Although it has been more than two decades since Tom
backpacked into the Wind River Mountains, the memories
are still fresh. “I
remember that two-thirds of the way through the instructors
asked us what we’d like to do, what we’d like
to learn in the last third of the course,” says Tom. “It
was really a great experience, because we got to slide
into a role of thinking through what we wanted to learn
and to
design the rest of the course.”
The design included a single-day quadruple traverse of
several major summits in the Winds that started at dark
and ended
during the dark, and while it was very hard, “it was
just an incredible day,” Tom reflects.
Today, Tom is still deeply connected with the school.
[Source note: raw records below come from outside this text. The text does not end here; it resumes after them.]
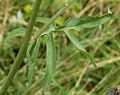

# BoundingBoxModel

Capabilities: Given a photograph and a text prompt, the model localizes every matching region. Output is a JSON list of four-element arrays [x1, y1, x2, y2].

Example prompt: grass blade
[[46, 33, 56, 83]]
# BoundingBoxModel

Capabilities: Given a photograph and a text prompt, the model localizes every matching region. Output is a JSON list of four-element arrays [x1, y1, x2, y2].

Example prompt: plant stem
[[0, 0, 41, 95]]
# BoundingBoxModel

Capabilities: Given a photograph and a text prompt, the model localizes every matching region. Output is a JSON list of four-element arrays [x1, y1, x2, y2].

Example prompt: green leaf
[[65, 31, 96, 67], [4, 27, 26, 48], [45, 33, 56, 83], [65, 31, 86, 52], [5, 27, 26, 40], [62, 14, 112, 31], [27, 37, 40, 86]]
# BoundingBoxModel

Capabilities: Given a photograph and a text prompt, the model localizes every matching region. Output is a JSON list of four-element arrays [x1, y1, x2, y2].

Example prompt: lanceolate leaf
[[62, 14, 112, 30], [65, 31, 96, 66], [27, 37, 40, 86], [46, 33, 56, 83]]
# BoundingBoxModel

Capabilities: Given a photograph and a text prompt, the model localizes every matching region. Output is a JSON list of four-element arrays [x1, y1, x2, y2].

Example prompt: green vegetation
[[0, 0, 120, 95]]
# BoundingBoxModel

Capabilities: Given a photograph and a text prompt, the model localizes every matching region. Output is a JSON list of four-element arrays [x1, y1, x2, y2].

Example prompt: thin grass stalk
[[0, 0, 41, 95]]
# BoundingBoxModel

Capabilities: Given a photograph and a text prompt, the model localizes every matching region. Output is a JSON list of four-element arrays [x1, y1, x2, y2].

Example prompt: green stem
[[0, 0, 41, 95]]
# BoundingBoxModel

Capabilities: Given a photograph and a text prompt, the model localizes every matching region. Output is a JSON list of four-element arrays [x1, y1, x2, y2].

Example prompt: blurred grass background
[[0, 0, 120, 95]]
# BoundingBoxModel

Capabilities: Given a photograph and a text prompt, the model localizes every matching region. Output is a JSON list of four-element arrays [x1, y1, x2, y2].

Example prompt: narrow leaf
[[65, 31, 96, 67], [62, 14, 112, 30], [46, 33, 56, 83], [65, 31, 86, 52]]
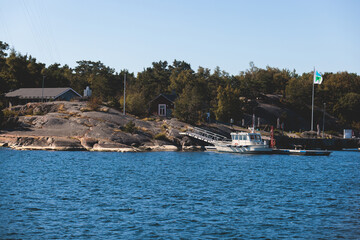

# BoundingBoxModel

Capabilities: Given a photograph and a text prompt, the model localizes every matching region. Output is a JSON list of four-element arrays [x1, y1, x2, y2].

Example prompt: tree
[[215, 85, 242, 122], [334, 92, 360, 124]]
In 1999, he was given the school’s alumni achievement
award and several members of the NPCA’s board have
affiliations with NOLS. Moreover, the lessons Tom learned
at NOLS still run through his life.
As the leader of a large non-profit organization, Tom
notes that he is continuing to refine and use leadership
skills,
but NOLS helped him in that role in 1978. “You learn
how to lead in different environments, and you learn to broaden
your leadership capabilities in those environments,” says
Tom. “NOLS helped me build some of my leadership
skills in a new environment.
“One of the things that one of my instructors advised if there was an emergency
was to sit down for a minute and ‘smoke a cigarette,’” remembers
Tom, citing an old lesson of Paul Petzoldt’s. “We are so inclined
towards action sometimes, that that reminder from that course wonderfully translates
to my work here. It’s important to think and then react. With that
lesson, which I remember often, I can learn how to lead in times of stress,
to make
good judgments and to hone my judgment.”
Tom looks forward to the time when his children ages 11,
8 and 5, will have an opportunity to take a NOLS course.
In the meantime, he gets out
into the
wilderness
of the nation’s parks as often as he can, using the camping skills
he learned in the Wind River Mountains. He is an avid boater and recently
completed
a lengthy
expedition to the Gates of the Arctic National Park.